Challenges Implementing LU factorization in Halide's algorithm DSL with autosheduler

Rehanchy commented 2 months ago

Dear Halide Developers,

We are new to Halide and are exploring the implementation of various linear algebra algorithms using Halide DSL. Particularly, we want to leverage the autoscheduler and test Halide's performance.

But we've encountered some challenges when trying to implement LU factorization(with gaussian elimination) using Halide. It seems that we are not able to set variables as the loop boundaries like /(for int i = 0; i < colSize; i++)/, and it's also hard to iteratively update matrix data (for example, the update of matrix A will be row by row, the ith update will be based on matrix A's result after the i-1th update) , since LU factorization have three levels of nested loop and we didn't figure out a way to use RDom to construct this pattern of iterations.

We did some investigation to see whether there are others previously asking similar questions and didn't find many, we saw some answers like using extern C to construct the loop and call Halide functions to do the computation inside the loop, but we are not sure about that.

Thus, we wish to ask your opinions on this issue, are there known workarounds or strategies within Halide that might allow us to overcome these challenges?
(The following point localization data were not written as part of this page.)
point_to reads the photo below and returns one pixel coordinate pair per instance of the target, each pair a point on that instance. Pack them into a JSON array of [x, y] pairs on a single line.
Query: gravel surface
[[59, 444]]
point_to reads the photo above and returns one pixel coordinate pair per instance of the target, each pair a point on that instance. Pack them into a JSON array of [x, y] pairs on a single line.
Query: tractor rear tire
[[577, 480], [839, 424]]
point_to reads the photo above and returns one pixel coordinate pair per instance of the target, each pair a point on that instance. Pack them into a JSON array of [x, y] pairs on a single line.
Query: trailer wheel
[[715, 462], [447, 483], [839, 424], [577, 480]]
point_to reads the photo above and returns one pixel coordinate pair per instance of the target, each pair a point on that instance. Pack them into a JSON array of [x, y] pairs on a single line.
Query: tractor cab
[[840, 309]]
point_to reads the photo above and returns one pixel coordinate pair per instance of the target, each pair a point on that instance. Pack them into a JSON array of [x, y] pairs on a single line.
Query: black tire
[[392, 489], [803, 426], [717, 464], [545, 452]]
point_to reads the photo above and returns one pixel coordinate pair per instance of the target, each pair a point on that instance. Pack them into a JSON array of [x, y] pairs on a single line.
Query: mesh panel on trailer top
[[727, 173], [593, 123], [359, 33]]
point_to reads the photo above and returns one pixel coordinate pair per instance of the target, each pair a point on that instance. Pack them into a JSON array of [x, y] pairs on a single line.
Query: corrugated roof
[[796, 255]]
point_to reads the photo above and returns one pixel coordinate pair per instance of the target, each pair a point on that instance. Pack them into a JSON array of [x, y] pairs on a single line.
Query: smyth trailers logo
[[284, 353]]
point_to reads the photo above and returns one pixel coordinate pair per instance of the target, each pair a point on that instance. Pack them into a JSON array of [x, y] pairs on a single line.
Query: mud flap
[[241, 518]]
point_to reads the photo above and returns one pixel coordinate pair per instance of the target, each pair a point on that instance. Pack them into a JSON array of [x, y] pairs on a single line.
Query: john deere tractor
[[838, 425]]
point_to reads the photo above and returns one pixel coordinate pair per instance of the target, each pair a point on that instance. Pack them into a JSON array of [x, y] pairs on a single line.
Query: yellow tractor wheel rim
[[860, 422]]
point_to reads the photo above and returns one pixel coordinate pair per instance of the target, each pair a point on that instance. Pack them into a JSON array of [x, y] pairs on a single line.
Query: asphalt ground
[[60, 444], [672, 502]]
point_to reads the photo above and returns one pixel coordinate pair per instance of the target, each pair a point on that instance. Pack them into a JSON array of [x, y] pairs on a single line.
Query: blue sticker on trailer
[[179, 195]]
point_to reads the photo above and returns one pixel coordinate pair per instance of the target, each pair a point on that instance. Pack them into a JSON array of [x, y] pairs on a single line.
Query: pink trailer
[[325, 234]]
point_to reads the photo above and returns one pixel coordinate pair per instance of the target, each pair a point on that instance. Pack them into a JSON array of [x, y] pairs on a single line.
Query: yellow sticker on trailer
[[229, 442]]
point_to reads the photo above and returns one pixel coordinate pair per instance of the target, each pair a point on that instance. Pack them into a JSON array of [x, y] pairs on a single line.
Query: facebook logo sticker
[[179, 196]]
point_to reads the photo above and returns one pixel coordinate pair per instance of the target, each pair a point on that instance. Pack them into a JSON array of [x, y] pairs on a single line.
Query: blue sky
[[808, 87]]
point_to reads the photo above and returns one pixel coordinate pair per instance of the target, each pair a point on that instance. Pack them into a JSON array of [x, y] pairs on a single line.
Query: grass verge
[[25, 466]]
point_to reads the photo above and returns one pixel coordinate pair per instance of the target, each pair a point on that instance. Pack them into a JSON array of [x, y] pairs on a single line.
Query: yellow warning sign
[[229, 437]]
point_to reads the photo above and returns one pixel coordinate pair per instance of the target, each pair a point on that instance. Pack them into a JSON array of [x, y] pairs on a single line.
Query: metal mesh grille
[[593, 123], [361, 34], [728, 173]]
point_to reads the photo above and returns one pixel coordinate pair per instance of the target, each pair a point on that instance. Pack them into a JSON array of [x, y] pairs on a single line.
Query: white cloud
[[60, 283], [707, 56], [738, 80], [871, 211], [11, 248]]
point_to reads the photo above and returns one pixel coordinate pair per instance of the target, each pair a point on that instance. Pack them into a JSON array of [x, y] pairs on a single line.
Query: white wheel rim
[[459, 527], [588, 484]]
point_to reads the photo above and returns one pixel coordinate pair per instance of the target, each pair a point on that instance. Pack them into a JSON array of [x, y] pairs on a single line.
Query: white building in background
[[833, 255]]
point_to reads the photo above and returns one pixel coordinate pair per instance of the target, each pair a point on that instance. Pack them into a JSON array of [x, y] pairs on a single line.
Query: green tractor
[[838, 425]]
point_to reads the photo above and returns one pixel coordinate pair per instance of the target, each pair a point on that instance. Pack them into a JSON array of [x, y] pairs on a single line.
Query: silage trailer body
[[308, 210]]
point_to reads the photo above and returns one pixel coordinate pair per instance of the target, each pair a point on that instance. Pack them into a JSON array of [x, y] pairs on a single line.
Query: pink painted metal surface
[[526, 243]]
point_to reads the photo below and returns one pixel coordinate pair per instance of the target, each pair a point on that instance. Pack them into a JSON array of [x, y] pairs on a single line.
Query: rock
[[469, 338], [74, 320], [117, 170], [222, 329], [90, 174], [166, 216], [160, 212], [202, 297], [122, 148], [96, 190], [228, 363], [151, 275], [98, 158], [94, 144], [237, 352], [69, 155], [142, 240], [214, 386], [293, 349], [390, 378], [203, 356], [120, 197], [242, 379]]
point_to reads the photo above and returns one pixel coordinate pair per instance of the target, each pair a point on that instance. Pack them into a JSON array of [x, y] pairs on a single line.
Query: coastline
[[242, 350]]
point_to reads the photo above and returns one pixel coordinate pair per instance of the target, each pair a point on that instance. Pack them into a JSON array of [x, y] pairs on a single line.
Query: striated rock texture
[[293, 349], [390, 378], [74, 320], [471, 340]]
Or could this be seen as a fundamental limitation of the Halide DSL?

We would greatly appreciate any guidance or corrections you could provide, thanks a lot!

mcourteaux commented 2 months ago

I was tempted to try to write a Pipeline that does Gaussian Elimination. After some fiddling, I really think Halide is not designed for these type of algorithms. I attempted to make the outerloop of the row-reduction algorithm a pure variable, and then make an RDom that iterates over those iterations and copies the matrix over from the previous step, plus the row-operation required at that step.

Doing something simple like that, which is still a long way from a whole LU factorization, looks like this:

Buffer<float> matrix(10, 10);
Func rref{"rref"};

Expr num_rows = matrix.dim(1).extent();
Expr num_cols = matrix.dim(0).extent();
Var row{"row"}, col{"col"};
Var i{"iteration"};

// (1) Copy matrix over to the first iteration:
rref(col, row, i) = select(i == 0, matrix(col, row), undef<float>());

// (2) Iterate over the row-operations
RDom it = {1, num_rows - 1, "iteration"};
Expr scale = rref(col, col, it - 1) / rref(it, it, it - 1);
rref(col, row, it) = rref(col, row, it - 1) - select(row > it, scale * rref(col, it - 1, it - 1), 0.0f);

Buffer<float> out = rref.realize({10, 10, 10});

But gave me this error:

User error triggered at /home/martijn/3rd/halide/src/Function.cpp:229 Condition failed: var && var->name == pure_args[i] Error: In definition of Func "rref": All of a function's recursive references to itself must contain the same pure variables in the same places as on the left-hand-side.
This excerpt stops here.